Nel panorama odierno esortare all'onestà rischia di diventare una malinconica litania. Forse è ora di dire e praticare l'onestà come stile di vita che diverte, gratifica e giova per l'autostima.
Senza insistere troppo però. Altrimenti si rischia di passare per “ciula”, dal piemontese schietto che sta per minchione o giù di lì.
Essere consapevolmente in pace con sé stessi e la propria coscienza consente serenità non disgiunta da intima felicità giovevole all'equilibrio ed alla salute, intesa non solo come assenza di patologie ma come migliore espressione di sé per sé.
Prendendo atto che non è più un deterrente il peccato grave in cui s'incorre violando il settimo comandamento, né le maldicenze che s'innescano e si alimentano e neppure la prigione.
Riscoprire l'anatema sa di ultima spiaggia.
Sembra provato che si rischiano nuove ed anche gravi patologie se si vive in uno stato d'animo conflittuale, contraddittorio rispetto al proprio intimo sentire e stile di vita.
Rubare in particolare mentre si ricoprono ruoli pubblici per la bramosia di avere per prevalere, confligge oggettivamente con l'essere che è qualità per eccellenza e senza limiti.
C'è poi un intreccio perverso tra la problematica disonestà in atto e la diffusa disponibilità a credere alle fanfaluche più strabilianti se ritenute di convenienza per sé.
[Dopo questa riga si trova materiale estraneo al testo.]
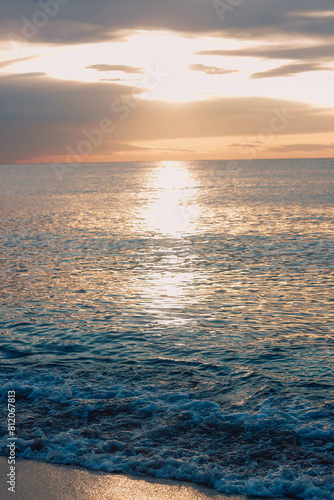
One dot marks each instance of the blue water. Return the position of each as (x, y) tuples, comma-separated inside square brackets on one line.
[(173, 320)]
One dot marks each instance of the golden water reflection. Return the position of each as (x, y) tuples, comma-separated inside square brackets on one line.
[(173, 210)]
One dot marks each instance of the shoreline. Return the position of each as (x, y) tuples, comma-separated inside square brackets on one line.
[(44, 481)]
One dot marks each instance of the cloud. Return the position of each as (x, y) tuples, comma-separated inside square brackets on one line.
[(115, 67), (287, 148), (96, 20), (117, 147), (4, 64), (290, 70), (42, 116), (315, 52), (210, 70), (25, 75)]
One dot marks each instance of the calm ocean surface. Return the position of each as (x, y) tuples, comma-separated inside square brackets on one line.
[(174, 320)]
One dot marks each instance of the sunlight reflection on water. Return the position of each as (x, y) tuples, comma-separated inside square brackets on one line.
[(173, 210)]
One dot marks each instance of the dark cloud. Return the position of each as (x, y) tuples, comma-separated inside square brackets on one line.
[(321, 52), (5, 64), (210, 70), (290, 70), (25, 75), (95, 20), (42, 116), (115, 67)]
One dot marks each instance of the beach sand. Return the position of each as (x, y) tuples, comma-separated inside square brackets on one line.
[(42, 481)]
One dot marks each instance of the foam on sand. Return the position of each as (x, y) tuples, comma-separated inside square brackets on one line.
[(39, 481)]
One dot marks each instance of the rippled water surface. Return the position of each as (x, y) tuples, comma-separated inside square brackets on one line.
[(173, 319)]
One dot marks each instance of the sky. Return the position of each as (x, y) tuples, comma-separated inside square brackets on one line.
[(153, 80)]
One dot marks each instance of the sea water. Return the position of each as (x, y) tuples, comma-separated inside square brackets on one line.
[(172, 319)]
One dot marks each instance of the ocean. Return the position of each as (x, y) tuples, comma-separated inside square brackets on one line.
[(172, 319)]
E si è disposti a sperare di più in un eclatante improbabile evento a proprio favore, che curarsi di opportunità concrete ed attuali insite nel normale vivere quotidiano.
Eppure nonostante tutto c'è ancora una stragrande maggioranza di persone oneste su cui contare.
Urge occuparsene operando a sostegno.
Magari anche istituendo il Nobel dell'onestà.